O regulamento pede geolocalização. Não um país, não uma região, não um engenho: a parcela de terra onde a matéria foi produzida, com coordenadas, verificada face ao que os satélites aí registaram depois do fim de 2020. É uma pergunta geoespacial, e não fica mais fácil por ser respondida numa folha de cálculo. As pessoas com quem falámos sabiam-no. Já estavam a tentar — a exportar polígonos de uma ferramenta, a pontuá-los a olho noutra, a perseguir questionários de fornecedores por e-mail, e a reconstruir o quadro à mão sempre que um auditor fazia uma pergunta.
O gargalo nunca foi as pessoas não quererem cumprir.
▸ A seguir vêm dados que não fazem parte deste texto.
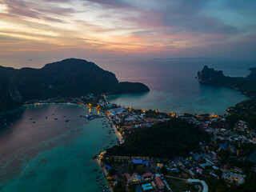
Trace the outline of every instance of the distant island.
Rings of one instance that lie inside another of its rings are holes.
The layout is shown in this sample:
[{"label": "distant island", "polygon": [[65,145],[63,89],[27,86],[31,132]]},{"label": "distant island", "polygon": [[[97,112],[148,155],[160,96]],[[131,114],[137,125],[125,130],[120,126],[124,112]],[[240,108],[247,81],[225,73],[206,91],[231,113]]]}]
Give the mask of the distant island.
[{"label": "distant island", "polygon": [[249,69],[250,74],[246,78],[231,78],[225,76],[222,70],[214,70],[205,66],[198,71],[200,83],[210,86],[224,86],[236,89],[243,94],[254,98],[256,96],[256,67]]},{"label": "distant island", "polygon": [[82,59],[68,58],[42,69],[0,66],[0,111],[14,109],[30,99],[149,90],[140,82],[119,82],[114,74]]},{"label": "distant island", "polygon": [[230,114],[226,118],[230,126],[234,126],[241,119],[248,123],[251,130],[256,130],[256,67],[249,69],[250,74],[246,78],[230,78],[225,76],[222,70],[214,70],[205,66],[198,71],[200,83],[210,86],[224,86],[236,89],[250,99],[238,103],[227,109]]}]

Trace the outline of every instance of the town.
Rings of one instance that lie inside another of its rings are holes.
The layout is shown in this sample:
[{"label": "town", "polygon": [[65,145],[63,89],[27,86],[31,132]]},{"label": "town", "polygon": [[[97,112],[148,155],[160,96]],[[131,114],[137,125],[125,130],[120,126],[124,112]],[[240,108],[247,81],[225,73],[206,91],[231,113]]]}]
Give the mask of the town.
[{"label": "town", "polygon": [[[67,102],[103,111],[117,133],[118,145],[125,142],[126,138],[138,129],[151,127],[172,118],[181,118],[210,135],[210,142],[198,143],[197,151],[171,159],[109,155],[106,151],[102,151],[97,160],[113,191],[206,192],[214,191],[211,190],[213,186],[227,189],[227,191],[229,188],[245,183],[251,173],[256,172],[255,162],[246,160],[250,154],[255,153],[256,134],[242,120],[230,127],[226,121],[229,114],[178,114],[157,110],[135,110],[110,104],[105,95],[94,94],[50,99],[40,103]],[[229,110],[232,109],[227,110],[228,113]],[[102,191],[106,190],[102,189]]]}]

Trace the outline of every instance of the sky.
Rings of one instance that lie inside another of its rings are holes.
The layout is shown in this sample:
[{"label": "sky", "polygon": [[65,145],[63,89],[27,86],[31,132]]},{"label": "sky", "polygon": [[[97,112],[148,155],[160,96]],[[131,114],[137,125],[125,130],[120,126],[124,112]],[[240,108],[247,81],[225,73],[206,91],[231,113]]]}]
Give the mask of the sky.
[{"label": "sky", "polygon": [[0,0],[0,65],[256,59],[255,0]]}]

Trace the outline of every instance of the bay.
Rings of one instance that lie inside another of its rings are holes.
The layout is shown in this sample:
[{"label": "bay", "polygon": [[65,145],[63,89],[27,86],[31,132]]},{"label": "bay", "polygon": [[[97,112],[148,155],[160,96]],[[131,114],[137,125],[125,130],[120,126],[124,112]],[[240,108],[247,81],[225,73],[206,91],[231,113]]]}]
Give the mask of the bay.
[{"label": "bay", "polygon": [[106,182],[91,158],[111,146],[116,135],[106,137],[110,124],[106,118],[80,117],[86,114],[85,107],[50,105],[2,115],[0,190],[102,191],[96,177]]},{"label": "bay", "polygon": [[249,68],[256,66],[252,61],[229,59],[113,61],[104,67],[114,72],[118,80],[142,82],[150,90],[110,95],[107,99],[111,103],[135,109],[223,114],[228,107],[249,98],[236,90],[200,84],[197,73],[206,65],[231,77],[245,77],[250,74]]}]

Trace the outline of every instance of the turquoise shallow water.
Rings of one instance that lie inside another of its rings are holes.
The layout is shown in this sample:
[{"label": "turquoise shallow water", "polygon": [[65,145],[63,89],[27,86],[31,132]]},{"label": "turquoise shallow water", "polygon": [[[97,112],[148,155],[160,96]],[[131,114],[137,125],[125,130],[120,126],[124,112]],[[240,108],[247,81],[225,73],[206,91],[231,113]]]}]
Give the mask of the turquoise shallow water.
[{"label": "turquoise shallow water", "polygon": [[0,191],[102,191],[96,177],[103,176],[92,171],[99,166],[91,157],[116,136],[106,137],[106,118],[80,118],[88,112],[77,106],[51,105],[2,118]]}]

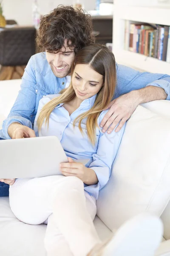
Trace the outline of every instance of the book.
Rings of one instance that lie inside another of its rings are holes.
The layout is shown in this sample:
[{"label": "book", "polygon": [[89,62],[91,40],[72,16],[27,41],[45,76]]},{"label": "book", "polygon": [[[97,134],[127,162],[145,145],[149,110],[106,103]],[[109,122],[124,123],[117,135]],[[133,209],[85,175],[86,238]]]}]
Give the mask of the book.
[{"label": "book", "polygon": [[158,56],[158,58],[159,60],[162,59],[162,53],[163,53],[163,45],[164,38],[164,27],[162,27],[160,29],[160,48],[159,55]]},{"label": "book", "polygon": [[158,56],[158,42],[159,38],[159,28],[160,26],[159,25],[156,25],[156,29],[155,30],[155,47],[154,47],[154,54],[153,57],[157,58]]},{"label": "book", "polygon": [[133,37],[133,52],[138,52],[141,25],[136,25]]},{"label": "book", "polygon": [[168,40],[167,41],[167,58],[166,61],[170,63],[170,28],[169,29]]},{"label": "book", "polygon": [[133,37],[135,26],[135,25],[134,24],[130,24],[129,50],[130,52],[133,51]]},{"label": "book", "polygon": [[[139,27],[140,26],[140,27]],[[139,28],[137,29],[136,35],[136,52],[139,52],[139,40],[140,40],[140,32],[141,31],[141,26],[139,26]]]},{"label": "book", "polygon": [[141,54],[144,54],[144,48],[145,46],[145,31],[146,30],[150,30],[153,29],[153,28],[151,26],[142,25],[141,25],[141,30],[142,32],[142,38],[141,38]]},{"label": "book", "polygon": [[153,36],[152,36],[152,43],[151,46],[151,57],[153,57],[153,58],[155,56],[155,35],[156,35],[156,30],[155,30],[153,31]]},{"label": "book", "polygon": [[153,47],[153,31],[150,32],[150,42],[149,45],[149,56],[150,57],[151,57],[151,53],[152,53],[152,49]]},{"label": "book", "polygon": [[166,61],[167,54],[167,42],[168,40],[168,34],[169,30],[170,30],[170,27],[168,26],[164,26],[164,42],[163,44],[163,50],[162,50],[162,60],[164,61]]},{"label": "book", "polygon": [[133,38],[133,51],[134,52],[136,52],[136,35],[137,28],[136,25],[135,25]]},{"label": "book", "polygon": [[144,38],[144,54],[146,56],[149,56],[149,51],[150,45],[150,33],[152,32],[152,30],[146,30],[145,32],[145,38]]},{"label": "book", "polygon": [[141,46],[142,46],[142,30],[140,29],[140,35],[139,35],[139,53],[141,53]]},{"label": "book", "polygon": [[125,21],[124,49],[127,51],[129,50],[129,47],[130,26],[130,23],[129,20],[126,20]]}]

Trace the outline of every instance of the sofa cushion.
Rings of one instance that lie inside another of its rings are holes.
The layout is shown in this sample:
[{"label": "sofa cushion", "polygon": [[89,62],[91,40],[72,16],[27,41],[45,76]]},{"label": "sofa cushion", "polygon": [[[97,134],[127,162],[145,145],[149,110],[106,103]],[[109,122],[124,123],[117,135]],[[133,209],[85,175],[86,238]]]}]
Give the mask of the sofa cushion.
[{"label": "sofa cushion", "polygon": [[[112,232],[97,216],[94,224],[102,240]],[[0,255],[45,256],[46,225],[28,225],[19,221],[11,211],[9,198],[0,197]]]},{"label": "sofa cushion", "polygon": [[170,198],[170,119],[139,106],[128,121],[97,214],[111,230],[146,211],[160,216]]},{"label": "sofa cushion", "polygon": [[45,256],[45,225],[20,221],[11,210],[8,198],[0,198],[0,255]]}]

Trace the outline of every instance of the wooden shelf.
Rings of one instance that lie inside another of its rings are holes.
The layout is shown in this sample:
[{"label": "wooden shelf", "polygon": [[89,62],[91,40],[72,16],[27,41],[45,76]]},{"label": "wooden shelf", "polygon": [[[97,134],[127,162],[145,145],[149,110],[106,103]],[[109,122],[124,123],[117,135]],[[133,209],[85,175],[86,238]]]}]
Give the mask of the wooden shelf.
[{"label": "wooden shelf", "polygon": [[170,75],[170,63],[125,50],[114,52],[116,62],[141,71]]}]

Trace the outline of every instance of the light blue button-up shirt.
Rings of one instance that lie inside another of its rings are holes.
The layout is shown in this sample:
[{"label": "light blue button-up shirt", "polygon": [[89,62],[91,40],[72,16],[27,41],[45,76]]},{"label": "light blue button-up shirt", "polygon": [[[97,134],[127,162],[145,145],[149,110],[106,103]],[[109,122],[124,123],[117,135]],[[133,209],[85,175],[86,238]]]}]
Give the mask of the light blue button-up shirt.
[{"label": "light blue button-up shirt", "polygon": [[[116,71],[116,86],[113,99],[132,90],[153,85],[164,89],[167,94],[167,99],[170,99],[170,76],[141,73],[117,63]],[[11,139],[8,128],[14,122],[32,128],[40,99],[48,94],[59,93],[65,88],[66,83],[65,78],[59,78],[53,74],[45,52],[32,56],[25,69],[15,102],[8,118],[3,122],[0,138]]]},{"label": "light blue button-up shirt", "polygon": [[[103,133],[100,129],[96,128],[96,139],[94,145],[91,144],[87,136],[86,119],[82,122],[83,135],[79,130],[78,122],[74,128],[74,120],[79,115],[91,108],[96,99],[95,95],[83,101],[70,116],[67,110],[62,107],[62,104],[57,106],[50,115],[48,128],[44,122],[39,134],[37,120],[40,112],[44,105],[58,96],[58,94],[48,95],[40,100],[34,129],[37,136],[57,136],[68,157],[74,159],[90,159],[85,166],[94,171],[99,182],[96,184],[90,186],[85,184],[85,190],[97,199],[99,190],[106,185],[109,179],[112,165],[122,140],[125,125],[119,132],[116,133],[114,131],[110,134]],[[99,125],[107,111],[101,113],[98,119]]]}]

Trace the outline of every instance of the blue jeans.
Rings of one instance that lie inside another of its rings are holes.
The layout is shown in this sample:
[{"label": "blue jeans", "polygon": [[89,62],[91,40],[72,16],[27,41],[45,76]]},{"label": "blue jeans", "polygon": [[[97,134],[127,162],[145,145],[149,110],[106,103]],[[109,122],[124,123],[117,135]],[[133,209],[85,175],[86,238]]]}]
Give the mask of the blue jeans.
[{"label": "blue jeans", "polygon": [[[3,140],[3,139],[0,138],[0,140]],[[9,188],[9,185],[8,185],[8,184],[6,184],[4,182],[1,182],[0,181],[0,197],[8,196]]]}]

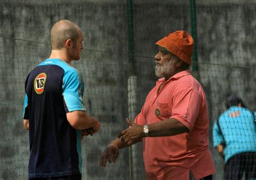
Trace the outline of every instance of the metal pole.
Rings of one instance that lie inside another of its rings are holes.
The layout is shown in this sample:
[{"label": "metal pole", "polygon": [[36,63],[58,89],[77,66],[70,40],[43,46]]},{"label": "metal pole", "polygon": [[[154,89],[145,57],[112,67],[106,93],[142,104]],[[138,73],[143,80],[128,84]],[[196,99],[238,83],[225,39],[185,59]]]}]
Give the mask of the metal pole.
[{"label": "metal pole", "polygon": [[[128,108],[129,117],[133,121],[135,117],[134,115],[134,108],[136,102],[136,91],[134,88],[136,88],[136,76],[135,75],[135,65],[134,62],[134,46],[133,46],[133,9],[132,0],[127,1],[127,26],[128,26],[128,44],[129,54],[129,66],[128,69]],[[129,147],[129,169],[130,177],[129,179],[133,179],[133,161],[132,161],[132,148]]]},{"label": "metal pole", "polygon": [[190,19],[191,22],[192,36],[194,39],[194,47],[193,53],[192,71],[198,71],[197,59],[197,13],[196,0],[190,0]]}]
Foi a conformidade ter sido especificada numa língua que os seus sistemas não conseguiam falar.
Por isso construímos especificamente para esse fosso, em vez de acrescentar um módulo de desflorestação a algo que já existia. Isso significou começar mais atrás do que a maior parte dos produtos — com a questão de se um limite de parcela sequer é admissível antes de alguém tentar pontuá-lo — e terminar mais à frente, na declaração apresentada e não num relatório sobre o qual outra pessoa tem de agir.
O que acabámos por ter é mais estreito e mais opinativo do que um GIS de uso geral, e consideravelmente mais específico do que uma plataforma de questionários a fornecedores. É um sistema para pessoas que têm de pôr o nome numa resposta sobre terra que nunca visitaram, e conseguir mostrar o raciocínio quando alguém pergunta.